Ce compte-rendu ne peut donner qu’un petit reflet du contenu de la conférence, mais malheureusement pas rendre la qualité de contact directe, chaleureuse, décidée et pleine d’humour de la conférencière. On sent qu’elle incarne en elle-même pleinement ses idées et c’est pourquoi elle nous touche au fond du cœur.
Se pose d’emblée un problème de traduction (Sibylle Naïto) sur le mot allemand « Sucht » – traduit par dépendance en français ; addiction en anglais ou franglais – qui procède du verbe « suchen » qui veut dire chercher ; ainsi la dépendance est-elle, comme on le verra par la suite, une recherche dévoyée.

Dépendance ou liberté ? En apparence cela est clair et il faut choisir son camp.
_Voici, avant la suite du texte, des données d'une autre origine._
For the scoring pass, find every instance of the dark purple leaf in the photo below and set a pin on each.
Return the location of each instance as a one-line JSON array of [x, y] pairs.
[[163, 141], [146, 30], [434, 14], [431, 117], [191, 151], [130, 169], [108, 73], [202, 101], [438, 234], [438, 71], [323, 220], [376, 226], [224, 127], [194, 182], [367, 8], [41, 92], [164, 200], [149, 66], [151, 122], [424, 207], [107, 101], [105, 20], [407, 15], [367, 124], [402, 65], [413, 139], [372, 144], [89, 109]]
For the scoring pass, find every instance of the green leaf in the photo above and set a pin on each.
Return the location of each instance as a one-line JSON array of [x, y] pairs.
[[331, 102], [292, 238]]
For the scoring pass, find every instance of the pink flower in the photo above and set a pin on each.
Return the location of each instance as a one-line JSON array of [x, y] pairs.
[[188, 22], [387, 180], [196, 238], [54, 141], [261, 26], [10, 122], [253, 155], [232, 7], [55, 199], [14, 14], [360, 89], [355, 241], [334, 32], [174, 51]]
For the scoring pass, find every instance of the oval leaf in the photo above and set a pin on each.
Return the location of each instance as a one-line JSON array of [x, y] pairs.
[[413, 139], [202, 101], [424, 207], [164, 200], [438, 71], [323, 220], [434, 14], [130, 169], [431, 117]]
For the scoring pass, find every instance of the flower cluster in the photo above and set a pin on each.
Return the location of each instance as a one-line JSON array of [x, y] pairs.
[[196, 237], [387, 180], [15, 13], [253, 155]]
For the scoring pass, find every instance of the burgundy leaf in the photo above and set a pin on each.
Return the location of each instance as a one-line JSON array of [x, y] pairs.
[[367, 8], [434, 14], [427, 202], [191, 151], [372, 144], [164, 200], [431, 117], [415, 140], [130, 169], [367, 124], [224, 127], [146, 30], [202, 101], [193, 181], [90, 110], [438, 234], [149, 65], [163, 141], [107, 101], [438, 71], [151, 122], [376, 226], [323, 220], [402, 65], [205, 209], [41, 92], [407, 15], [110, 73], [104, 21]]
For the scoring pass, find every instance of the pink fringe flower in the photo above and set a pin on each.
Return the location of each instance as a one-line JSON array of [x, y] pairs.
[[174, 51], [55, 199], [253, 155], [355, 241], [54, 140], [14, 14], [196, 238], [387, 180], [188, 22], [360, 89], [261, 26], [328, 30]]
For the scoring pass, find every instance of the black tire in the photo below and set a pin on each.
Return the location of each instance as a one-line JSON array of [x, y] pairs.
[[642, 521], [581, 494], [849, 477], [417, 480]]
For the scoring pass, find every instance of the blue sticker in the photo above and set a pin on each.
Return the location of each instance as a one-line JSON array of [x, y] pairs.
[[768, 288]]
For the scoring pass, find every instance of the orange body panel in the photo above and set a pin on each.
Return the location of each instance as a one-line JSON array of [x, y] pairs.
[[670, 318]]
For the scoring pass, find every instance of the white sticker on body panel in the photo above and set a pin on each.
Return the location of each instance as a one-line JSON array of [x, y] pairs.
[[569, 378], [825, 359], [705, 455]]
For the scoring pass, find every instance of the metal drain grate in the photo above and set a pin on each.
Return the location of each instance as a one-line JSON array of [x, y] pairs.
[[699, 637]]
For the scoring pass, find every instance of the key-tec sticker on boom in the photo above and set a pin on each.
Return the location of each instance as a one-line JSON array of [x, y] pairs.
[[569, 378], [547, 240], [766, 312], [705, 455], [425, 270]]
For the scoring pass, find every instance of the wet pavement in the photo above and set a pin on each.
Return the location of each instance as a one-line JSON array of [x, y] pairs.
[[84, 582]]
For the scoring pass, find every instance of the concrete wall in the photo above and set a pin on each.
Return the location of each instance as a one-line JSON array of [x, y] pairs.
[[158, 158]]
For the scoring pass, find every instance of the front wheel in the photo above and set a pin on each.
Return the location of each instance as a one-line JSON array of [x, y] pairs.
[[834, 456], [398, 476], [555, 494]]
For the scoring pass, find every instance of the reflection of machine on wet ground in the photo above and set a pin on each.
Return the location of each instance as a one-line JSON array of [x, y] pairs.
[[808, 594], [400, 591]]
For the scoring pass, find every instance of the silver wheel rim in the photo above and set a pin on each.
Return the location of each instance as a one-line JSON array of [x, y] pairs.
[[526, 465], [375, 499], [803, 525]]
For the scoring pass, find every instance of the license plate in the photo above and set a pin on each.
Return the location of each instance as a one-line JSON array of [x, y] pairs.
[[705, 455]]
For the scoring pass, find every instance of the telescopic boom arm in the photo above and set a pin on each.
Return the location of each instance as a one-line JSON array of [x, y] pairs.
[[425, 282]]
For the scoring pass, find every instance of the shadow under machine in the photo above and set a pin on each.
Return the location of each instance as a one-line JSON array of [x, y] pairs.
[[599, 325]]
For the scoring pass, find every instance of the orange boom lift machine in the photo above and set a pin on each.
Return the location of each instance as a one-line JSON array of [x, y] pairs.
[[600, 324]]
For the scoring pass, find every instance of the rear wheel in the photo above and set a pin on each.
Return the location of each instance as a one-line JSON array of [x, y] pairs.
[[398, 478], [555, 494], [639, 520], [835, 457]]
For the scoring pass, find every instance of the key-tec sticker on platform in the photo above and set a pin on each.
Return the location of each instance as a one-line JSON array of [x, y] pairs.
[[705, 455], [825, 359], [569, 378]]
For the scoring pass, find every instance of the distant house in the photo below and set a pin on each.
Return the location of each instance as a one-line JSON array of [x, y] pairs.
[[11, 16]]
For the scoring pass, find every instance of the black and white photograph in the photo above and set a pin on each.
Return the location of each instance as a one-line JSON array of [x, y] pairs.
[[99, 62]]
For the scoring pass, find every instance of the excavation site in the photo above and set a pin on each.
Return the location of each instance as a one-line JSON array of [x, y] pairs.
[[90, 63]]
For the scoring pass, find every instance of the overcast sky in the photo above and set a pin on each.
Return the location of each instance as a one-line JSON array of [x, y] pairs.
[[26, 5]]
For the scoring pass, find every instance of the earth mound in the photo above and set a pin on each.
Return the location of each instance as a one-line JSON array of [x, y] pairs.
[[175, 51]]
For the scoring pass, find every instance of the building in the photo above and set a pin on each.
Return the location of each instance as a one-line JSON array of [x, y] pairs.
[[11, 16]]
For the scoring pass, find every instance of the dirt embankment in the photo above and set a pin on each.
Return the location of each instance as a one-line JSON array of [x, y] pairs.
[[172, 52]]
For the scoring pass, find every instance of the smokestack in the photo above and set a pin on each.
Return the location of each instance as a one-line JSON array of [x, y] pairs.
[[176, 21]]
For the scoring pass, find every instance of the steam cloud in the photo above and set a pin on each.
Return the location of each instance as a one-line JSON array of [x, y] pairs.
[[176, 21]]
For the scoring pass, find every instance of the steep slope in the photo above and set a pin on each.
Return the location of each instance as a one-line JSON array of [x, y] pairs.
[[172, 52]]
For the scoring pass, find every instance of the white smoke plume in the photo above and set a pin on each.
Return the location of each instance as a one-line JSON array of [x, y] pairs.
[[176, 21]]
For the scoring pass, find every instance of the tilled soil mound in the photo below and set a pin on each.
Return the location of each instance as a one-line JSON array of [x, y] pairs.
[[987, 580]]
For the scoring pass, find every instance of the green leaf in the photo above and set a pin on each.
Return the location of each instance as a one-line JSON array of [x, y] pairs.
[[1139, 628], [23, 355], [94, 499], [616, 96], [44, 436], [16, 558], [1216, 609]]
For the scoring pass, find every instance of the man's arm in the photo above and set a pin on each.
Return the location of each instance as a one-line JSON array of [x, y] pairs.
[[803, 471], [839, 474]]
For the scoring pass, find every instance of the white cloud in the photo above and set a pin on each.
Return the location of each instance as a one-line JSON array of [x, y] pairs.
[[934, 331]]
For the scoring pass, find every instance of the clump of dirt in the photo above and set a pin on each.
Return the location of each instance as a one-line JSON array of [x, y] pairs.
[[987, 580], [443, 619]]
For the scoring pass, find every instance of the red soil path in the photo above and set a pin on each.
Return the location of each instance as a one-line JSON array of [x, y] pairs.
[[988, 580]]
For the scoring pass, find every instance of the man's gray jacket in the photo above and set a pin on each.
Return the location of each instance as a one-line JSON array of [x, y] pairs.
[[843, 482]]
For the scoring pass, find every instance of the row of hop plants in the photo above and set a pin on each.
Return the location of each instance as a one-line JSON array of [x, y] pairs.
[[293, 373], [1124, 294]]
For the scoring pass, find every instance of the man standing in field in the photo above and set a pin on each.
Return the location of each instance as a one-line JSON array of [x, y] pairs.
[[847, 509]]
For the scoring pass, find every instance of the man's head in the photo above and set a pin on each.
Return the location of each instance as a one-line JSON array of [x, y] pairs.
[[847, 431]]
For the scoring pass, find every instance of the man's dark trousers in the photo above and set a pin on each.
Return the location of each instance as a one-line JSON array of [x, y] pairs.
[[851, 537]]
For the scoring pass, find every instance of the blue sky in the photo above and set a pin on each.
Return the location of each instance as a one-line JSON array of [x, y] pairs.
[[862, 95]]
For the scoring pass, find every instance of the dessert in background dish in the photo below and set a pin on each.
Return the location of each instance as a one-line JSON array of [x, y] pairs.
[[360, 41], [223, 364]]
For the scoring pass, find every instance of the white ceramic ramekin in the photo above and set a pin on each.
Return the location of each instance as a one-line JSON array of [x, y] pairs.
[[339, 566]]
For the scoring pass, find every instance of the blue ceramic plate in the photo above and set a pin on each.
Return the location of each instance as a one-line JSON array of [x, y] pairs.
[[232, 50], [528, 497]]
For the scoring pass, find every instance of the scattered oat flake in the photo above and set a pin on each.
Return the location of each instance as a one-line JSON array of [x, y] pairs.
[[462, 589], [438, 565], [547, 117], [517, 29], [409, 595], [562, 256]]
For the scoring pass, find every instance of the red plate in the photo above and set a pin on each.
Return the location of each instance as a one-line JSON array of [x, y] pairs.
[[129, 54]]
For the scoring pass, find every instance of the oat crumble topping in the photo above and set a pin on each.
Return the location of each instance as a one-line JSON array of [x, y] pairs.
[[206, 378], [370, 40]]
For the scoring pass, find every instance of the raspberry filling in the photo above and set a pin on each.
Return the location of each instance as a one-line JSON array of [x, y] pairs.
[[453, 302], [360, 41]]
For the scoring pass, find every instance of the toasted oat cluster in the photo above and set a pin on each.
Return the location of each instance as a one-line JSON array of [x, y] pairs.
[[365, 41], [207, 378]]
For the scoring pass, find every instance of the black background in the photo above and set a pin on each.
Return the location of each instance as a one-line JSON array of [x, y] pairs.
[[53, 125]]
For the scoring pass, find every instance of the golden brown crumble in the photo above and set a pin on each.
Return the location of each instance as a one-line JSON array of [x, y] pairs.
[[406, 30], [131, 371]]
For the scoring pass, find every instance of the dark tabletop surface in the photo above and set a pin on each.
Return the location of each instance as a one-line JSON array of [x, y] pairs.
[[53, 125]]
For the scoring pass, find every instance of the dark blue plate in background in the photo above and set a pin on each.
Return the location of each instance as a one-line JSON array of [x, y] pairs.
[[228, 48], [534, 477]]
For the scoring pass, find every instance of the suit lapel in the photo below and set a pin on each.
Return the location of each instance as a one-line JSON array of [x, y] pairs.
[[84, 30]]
Est-ce vraiment aussi simple ? Chacun de nous n’a-t-il pas aussi sa forme de dépendance plus ou moins manifeste, plus ou moins erronée, ses petites manies et routines sécurisantes… ? Et d’autre part, les per-sonnes dépendantes avérées, et conscientes de l’être, ne sont-elles pas parfois à certains égards plus sensibles et plus riches en profondeur que d’autres personnes soit-disant saines, bien rigidifiées dans leur uniforme mental et leur conformisme social de bon aloi ?
De fait, il nous faut tout d’abord, si l’on veut comprendre le problème, reconnaître en soi, en chacun de nous…, la tendance à la dépendance, non pas pour s’en défaire en un tournemain… mais pour y plonger lucidement, courageusement et sans illusion sur soi-même, afin de mieux saisir par l’intérieur les personnes qui ont elles-mêmes, pour des raisons psycho-sociologiques complexes, succombé à des dépendances avérées, voire graves pour la santé physique et mentale.
En effet, c’est en identifiant le plus lucidement possible – il est mille raisons de subterfuges… – le dépendant EN NOUS, en éprouvant au maximum ce phénomène humain sans le juger ni l’épingler que l’on peut ensuite recevoir, accepter puis aider le dépendant chez autrui.
Ce n’est pas en moralisant du haut de son piédestal, en se prenant soi-même pour un modèle de vertu ou bien au contraire en démissionnant par avance sous le couvert d’une soi-disant tolérance où se cache la peur du conflit et la perte de la confiance en l’humain.
Avant de vouloir faire sortir un jeune de sa problématique de dépendance, il faut commencer par y entrer AVEC lui/elle – et non pas contre – il faut entendre son message à la fois doucereux et dangereux, et percevoir aussi tout ce qu’il peut y avoir de détresse et d’espoir déçu derrière ce message. Il ne s’agit pas de « diaboliser la dépendance », mais d’apprendre à la considérer ensemble – adulte et jeune – en tant que phénomène objectif, en tant que jouissance… et souffrance subjective, en tant que problème de destinée personnelle et groupale, à l’époque où nous vivons. Il s’agit bien de regarder ensemble la dépendance pour apprendre ensuite – et c’est souvent un long parcours -, à la surmonter ensemble courageusement et créativement.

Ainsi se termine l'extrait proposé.